Forty-three-year-old Mary Ann Miller died this date, May 8th in 1843, of Tuberculosis and was buried at Bethel Burying Ground. Ms. Miller was a dressmaker, according to the 1838 “Register of the Trades of Colored People in the City of Philadelphia and the Districts.” She worked out of her home at the corner of #1 Gray’s Alley and 2nd Street, near the Delaware River docks and the center of the city’s import/export business.
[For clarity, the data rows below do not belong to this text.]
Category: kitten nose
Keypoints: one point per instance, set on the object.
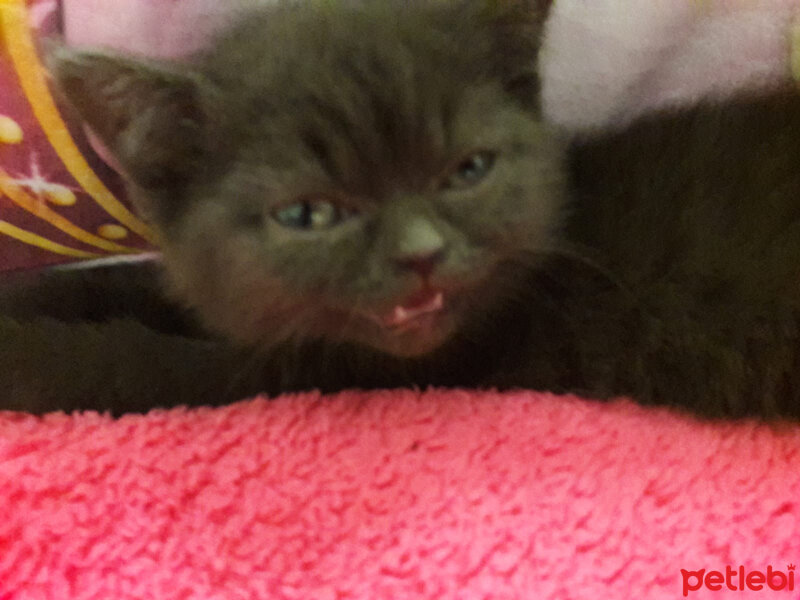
(421, 248)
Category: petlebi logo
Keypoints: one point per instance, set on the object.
(739, 579)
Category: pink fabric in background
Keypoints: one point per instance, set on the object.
(391, 495)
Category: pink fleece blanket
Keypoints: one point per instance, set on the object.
(396, 495)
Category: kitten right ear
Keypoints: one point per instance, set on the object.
(152, 116)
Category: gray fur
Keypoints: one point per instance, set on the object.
(659, 262)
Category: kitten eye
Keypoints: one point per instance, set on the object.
(471, 170)
(311, 214)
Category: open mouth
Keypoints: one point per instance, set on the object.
(417, 311)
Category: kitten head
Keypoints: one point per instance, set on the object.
(367, 172)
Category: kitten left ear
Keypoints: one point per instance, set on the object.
(518, 28)
(152, 116)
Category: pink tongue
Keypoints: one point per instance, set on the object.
(428, 303)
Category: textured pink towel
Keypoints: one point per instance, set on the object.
(394, 495)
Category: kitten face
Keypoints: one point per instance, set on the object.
(359, 176)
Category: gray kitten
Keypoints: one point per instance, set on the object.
(363, 194)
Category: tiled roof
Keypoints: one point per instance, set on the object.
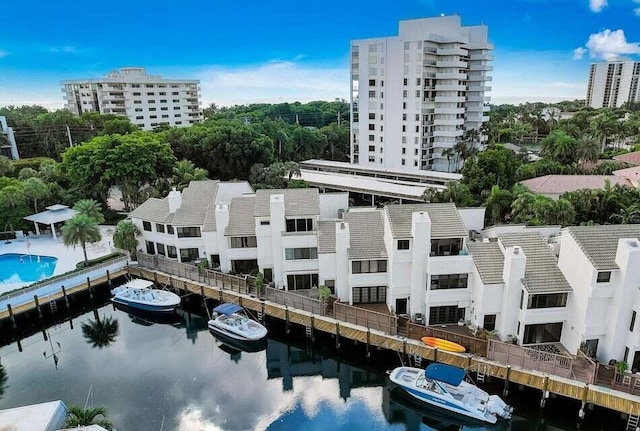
(489, 260)
(153, 209)
(241, 221)
(445, 220)
(558, 184)
(631, 158)
(297, 202)
(600, 243)
(366, 229)
(327, 236)
(542, 274)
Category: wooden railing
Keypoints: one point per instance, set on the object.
(370, 319)
(533, 359)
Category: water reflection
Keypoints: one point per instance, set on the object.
(178, 375)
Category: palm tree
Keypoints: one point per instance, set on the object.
(184, 172)
(588, 149)
(3, 381)
(100, 333)
(448, 153)
(80, 230)
(125, 235)
(35, 189)
(90, 208)
(77, 417)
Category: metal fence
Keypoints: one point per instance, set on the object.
(533, 359)
(368, 318)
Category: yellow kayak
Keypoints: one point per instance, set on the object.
(443, 344)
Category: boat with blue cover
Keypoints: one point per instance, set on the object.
(231, 320)
(443, 386)
(139, 293)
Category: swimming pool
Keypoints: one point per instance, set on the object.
(20, 268)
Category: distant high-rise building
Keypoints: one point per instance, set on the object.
(613, 83)
(147, 100)
(414, 95)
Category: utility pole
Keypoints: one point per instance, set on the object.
(69, 135)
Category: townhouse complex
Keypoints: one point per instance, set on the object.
(574, 286)
(414, 95)
(613, 83)
(147, 100)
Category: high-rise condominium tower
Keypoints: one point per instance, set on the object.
(147, 100)
(613, 83)
(414, 95)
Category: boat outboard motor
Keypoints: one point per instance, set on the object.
(499, 407)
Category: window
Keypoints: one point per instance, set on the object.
(299, 225)
(445, 314)
(370, 295)
(446, 246)
(550, 300)
(188, 232)
(302, 281)
(150, 247)
(189, 254)
(244, 242)
(368, 266)
(301, 253)
(449, 281)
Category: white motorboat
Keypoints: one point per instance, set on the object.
(443, 386)
(138, 293)
(231, 321)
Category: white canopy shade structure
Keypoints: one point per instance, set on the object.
(54, 214)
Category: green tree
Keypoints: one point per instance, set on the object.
(80, 230)
(125, 237)
(101, 333)
(77, 417)
(6, 166)
(35, 189)
(184, 172)
(90, 208)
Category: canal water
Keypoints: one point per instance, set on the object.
(174, 375)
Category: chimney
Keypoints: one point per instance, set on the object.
(175, 200)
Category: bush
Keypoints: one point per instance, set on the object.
(98, 260)
(33, 163)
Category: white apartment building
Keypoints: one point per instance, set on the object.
(8, 147)
(602, 265)
(613, 83)
(147, 100)
(414, 95)
(417, 259)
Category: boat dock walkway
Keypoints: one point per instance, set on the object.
(372, 333)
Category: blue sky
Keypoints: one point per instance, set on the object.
(269, 51)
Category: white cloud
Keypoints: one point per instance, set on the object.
(273, 82)
(609, 45)
(578, 53)
(597, 5)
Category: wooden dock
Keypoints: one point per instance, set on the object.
(373, 338)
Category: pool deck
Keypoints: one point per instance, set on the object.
(68, 257)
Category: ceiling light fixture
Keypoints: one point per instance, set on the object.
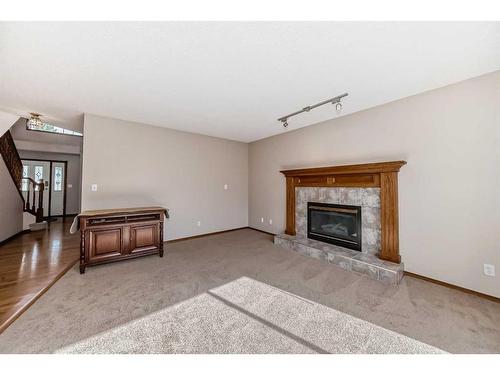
(336, 100)
(34, 121)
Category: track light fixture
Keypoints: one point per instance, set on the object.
(335, 100)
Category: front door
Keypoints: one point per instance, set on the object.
(58, 186)
(38, 170)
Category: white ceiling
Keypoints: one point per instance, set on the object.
(230, 79)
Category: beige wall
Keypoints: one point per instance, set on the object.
(449, 191)
(136, 165)
(11, 205)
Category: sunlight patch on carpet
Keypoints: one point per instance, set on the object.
(248, 316)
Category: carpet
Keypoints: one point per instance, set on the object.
(247, 316)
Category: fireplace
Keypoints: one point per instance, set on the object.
(335, 223)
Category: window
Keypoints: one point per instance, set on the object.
(24, 183)
(48, 128)
(57, 178)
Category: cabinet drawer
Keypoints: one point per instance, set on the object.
(144, 237)
(105, 243)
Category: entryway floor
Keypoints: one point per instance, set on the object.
(31, 263)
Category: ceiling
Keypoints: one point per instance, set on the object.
(231, 79)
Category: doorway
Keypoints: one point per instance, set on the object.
(54, 173)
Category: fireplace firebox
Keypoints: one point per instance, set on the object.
(335, 223)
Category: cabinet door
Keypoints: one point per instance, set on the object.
(105, 243)
(144, 237)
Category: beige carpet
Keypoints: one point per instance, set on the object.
(246, 316)
(106, 298)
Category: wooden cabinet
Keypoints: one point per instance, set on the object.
(113, 235)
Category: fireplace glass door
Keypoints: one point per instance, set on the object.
(334, 223)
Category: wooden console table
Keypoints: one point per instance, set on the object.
(119, 234)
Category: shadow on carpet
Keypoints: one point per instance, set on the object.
(247, 316)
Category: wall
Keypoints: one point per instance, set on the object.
(449, 191)
(138, 165)
(6, 121)
(11, 205)
(73, 194)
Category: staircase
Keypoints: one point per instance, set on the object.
(32, 195)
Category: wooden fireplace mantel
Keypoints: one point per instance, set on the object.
(381, 175)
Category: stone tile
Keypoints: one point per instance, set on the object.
(370, 239)
(370, 217)
(370, 197)
(333, 196)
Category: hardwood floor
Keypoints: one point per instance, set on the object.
(31, 263)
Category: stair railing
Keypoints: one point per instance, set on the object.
(14, 165)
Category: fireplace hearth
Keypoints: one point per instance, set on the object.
(327, 208)
(335, 223)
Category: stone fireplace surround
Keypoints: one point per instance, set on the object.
(371, 186)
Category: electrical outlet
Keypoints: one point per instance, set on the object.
(489, 269)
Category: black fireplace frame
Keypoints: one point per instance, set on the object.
(354, 245)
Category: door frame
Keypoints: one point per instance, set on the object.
(50, 182)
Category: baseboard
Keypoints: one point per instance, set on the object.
(262, 231)
(203, 235)
(452, 286)
(14, 236)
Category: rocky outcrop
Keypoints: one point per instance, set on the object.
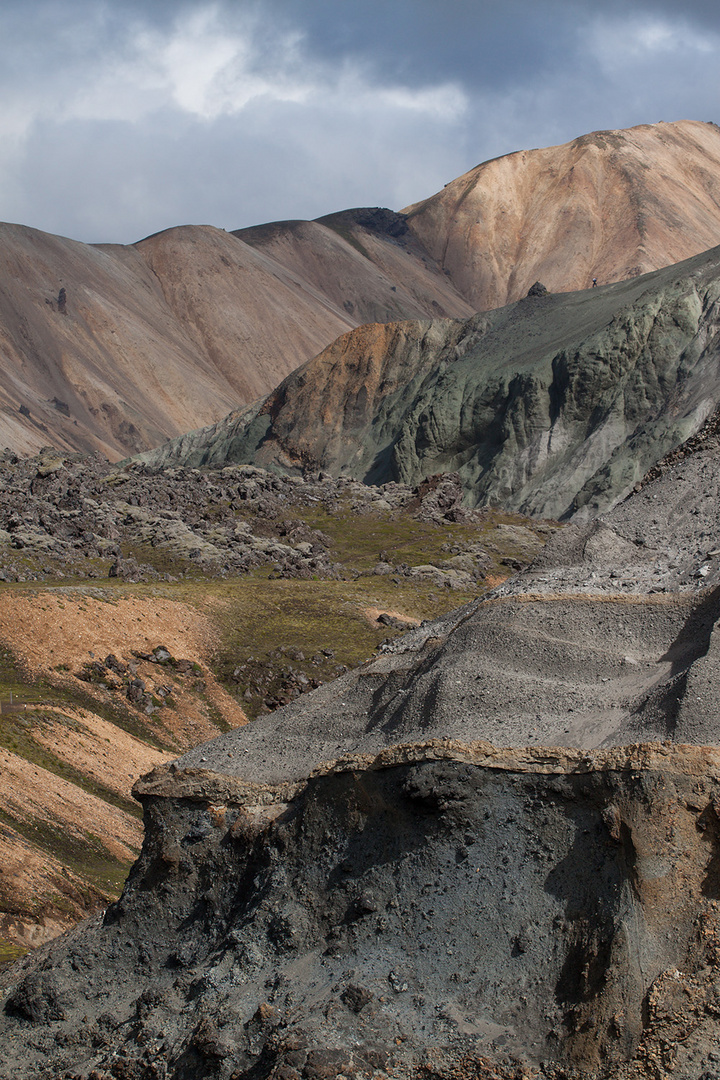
(609, 205)
(490, 851)
(553, 406)
(444, 907)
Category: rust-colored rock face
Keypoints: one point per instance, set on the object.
(608, 205)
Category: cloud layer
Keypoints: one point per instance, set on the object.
(121, 119)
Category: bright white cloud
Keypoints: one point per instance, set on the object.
(617, 41)
(116, 124)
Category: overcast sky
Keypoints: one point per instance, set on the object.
(122, 118)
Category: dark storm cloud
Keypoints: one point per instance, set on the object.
(123, 118)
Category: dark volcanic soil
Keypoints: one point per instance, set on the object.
(358, 886)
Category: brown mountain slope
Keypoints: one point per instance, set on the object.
(163, 336)
(107, 374)
(170, 334)
(609, 205)
(364, 261)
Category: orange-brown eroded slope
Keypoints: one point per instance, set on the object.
(69, 754)
(608, 205)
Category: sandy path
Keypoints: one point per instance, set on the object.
(30, 793)
(54, 629)
(97, 748)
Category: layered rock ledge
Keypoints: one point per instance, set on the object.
(439, 909)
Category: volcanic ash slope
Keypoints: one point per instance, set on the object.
(553, 406)
(374, 882)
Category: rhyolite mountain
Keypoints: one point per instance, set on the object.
(552, 406)
(491, 852)
(155, 338)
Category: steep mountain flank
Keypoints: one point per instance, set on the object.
(553, 406)
(116, 349)
(365, 261)
(375, 881)
(610, 205)
(99, 346)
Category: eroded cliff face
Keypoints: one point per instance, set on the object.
(442, 907)
(376, 881)
(553, 406)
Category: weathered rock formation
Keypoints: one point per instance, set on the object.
(554, 405)
(173, 332)
(608, 205)
(229, 315)
(376, 881)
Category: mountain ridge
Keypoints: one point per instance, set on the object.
(554, 405)
(230, 314)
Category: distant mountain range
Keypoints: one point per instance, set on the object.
(118, 349)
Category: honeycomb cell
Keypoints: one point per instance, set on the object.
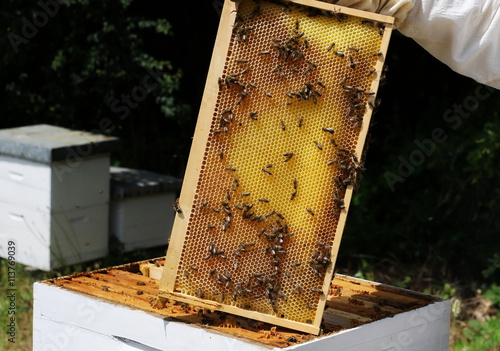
(292, 99)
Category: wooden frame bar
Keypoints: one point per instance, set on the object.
(196, 159)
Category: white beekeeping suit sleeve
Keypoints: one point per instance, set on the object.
(463, 34)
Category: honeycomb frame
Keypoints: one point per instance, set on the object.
(275, 158)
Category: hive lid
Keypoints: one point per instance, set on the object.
(46, 143)
(126, 182)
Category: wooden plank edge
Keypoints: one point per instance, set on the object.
(345, 10)
(262, 317)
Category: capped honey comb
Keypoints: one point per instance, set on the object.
(275, 158)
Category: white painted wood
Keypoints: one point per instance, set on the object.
(65, 320)
(83, 183)
(30, 174)
(46, 239)
(57, 213)
(142, 221)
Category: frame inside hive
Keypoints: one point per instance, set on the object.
(275, 157)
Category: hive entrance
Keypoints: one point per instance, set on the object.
(275, 158)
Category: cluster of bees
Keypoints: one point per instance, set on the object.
(275, 232)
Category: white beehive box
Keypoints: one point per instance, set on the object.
(141, 213)
(54, 194)
(110, 309)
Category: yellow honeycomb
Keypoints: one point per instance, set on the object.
(279, 157)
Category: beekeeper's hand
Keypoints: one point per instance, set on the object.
(465, 35)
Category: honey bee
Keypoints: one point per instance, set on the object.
(176, 206)
(339, 53)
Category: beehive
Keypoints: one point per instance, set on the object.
(276, 155)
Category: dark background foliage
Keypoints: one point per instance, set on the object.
(437, 223)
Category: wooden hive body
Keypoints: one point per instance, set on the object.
(275, 156)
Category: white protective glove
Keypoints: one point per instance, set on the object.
(463, 34)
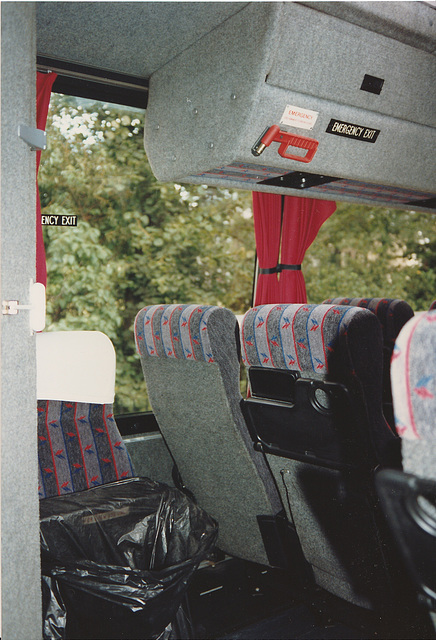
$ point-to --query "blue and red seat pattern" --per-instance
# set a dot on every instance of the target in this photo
(79, 446)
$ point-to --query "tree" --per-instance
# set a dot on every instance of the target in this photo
(365, 251)
(139, 242)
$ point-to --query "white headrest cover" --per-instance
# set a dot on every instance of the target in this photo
(75, 365)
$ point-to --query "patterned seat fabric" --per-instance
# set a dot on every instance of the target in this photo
(414, 393)
(333, 510)
(190, 356)
(392, 315)
(343, 343)
(79, 446)
(174, 331)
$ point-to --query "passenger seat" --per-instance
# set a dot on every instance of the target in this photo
(409, 498)
(315, 375)
(392, 315)
(190, 360)
(79, 445)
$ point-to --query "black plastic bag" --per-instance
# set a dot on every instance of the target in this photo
(117, 559)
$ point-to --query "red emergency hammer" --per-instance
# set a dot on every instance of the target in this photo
(286, 140)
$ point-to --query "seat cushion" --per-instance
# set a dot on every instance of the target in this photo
(79, 446)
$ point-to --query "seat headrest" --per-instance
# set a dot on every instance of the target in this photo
(413, 374)
(391, 312)
(300, 337)
(183, 331)
(78, 366)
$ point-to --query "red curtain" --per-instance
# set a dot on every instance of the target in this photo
(285, 227)
(44, 83)
(267, 231)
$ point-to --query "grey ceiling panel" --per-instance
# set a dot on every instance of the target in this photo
(135, 38)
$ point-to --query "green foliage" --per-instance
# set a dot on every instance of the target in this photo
(137, 242)
(364, 251)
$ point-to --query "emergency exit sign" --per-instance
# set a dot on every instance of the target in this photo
(59, 221)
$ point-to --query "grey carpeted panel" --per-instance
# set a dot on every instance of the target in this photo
(409, 22)
(207, 447)
(20, 548)
(334, 522)
(349, 52)
(238, 80)
(150, 457)
(128, 37)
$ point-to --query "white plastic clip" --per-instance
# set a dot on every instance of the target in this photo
(35, 138)
(36, 307)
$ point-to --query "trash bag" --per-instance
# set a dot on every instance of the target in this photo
(117, 560)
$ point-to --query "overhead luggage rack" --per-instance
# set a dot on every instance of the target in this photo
(291, 73)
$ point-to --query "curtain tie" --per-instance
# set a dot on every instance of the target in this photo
(279, 268)
(289, 267)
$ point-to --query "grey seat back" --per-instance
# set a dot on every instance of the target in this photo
(190, 360)
(323, 431)
(392, 314)
(409, 497)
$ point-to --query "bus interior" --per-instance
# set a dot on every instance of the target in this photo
(321, 532)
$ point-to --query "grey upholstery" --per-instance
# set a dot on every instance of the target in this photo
(190, 360)
(323, 469)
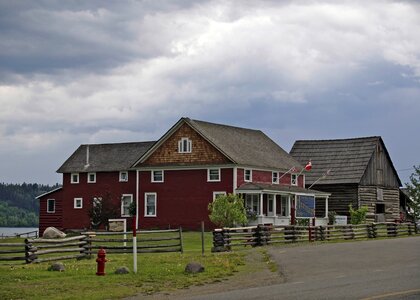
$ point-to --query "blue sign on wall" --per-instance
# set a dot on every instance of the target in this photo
(305, 207)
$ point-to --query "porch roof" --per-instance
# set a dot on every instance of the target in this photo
(278, 188)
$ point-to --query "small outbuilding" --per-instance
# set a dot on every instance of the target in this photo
(356, 171)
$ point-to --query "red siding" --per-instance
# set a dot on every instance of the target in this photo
(183, 198)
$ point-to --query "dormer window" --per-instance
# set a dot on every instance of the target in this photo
(74, 178)
(91, 177)
(248, 175)
(184, 145)
(293, 179)
(123, 176)
(275, 177)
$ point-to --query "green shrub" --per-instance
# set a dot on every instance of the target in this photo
(358, 216)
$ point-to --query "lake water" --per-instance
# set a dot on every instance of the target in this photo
(13, 230)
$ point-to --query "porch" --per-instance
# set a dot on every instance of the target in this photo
(284, 205)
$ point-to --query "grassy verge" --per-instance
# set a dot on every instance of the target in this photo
(156, 272)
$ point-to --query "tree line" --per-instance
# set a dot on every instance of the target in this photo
(18, 206)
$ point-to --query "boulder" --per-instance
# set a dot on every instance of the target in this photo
(53, 233)
(57, 267)
(122, 270)
(194, 268)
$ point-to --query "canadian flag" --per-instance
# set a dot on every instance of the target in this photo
(308, 166)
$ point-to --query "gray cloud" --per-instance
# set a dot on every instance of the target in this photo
(76, 71)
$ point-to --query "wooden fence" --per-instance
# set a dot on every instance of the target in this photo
(88, 243)
(226, 238)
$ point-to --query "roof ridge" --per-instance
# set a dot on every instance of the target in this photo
(342, 139)
(222, 125)
(122, 143)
The 1837 Philadelphia African American Census reported that eighty-two Black women made their living by dressmaking at the artisan level.
Gray’s Alley was a small narrow alleyway that contained twenty-five African American families totaling seventy-three individuals, according to the 1847 Philadelphia African American Census. The crowded underventilated lodgings were the perfect environment for the disease that killed Mary Ann Miller. The male members of the families on Gray’s Alley were laborers, usually working as porters at the Delaware docks, and the female family members were laundresses or domestics who worked in the homes of the wealthy merchants nearby. Families would live in one room in the two and three-storied brick homes that were built before the Revolution. The rooms were commonly 10’x10′ for which the rent was around $1 – $2 a week.
Ms. Miller would have lived through the thirteen years of mob violence against Philadelphia’s people of color prior to her death. In 1842, the year before she died, there was a three-day riot in August that saw white mobs loot and burn Black homes, churches and public buildings. Black men and women were assaulted and forced to flee the city. There was never an accurate accounting of murdered African Americans. No whites were held significantly accountable. The mayor criticized the African Americans of the city for being provocative by demanding their civil rights.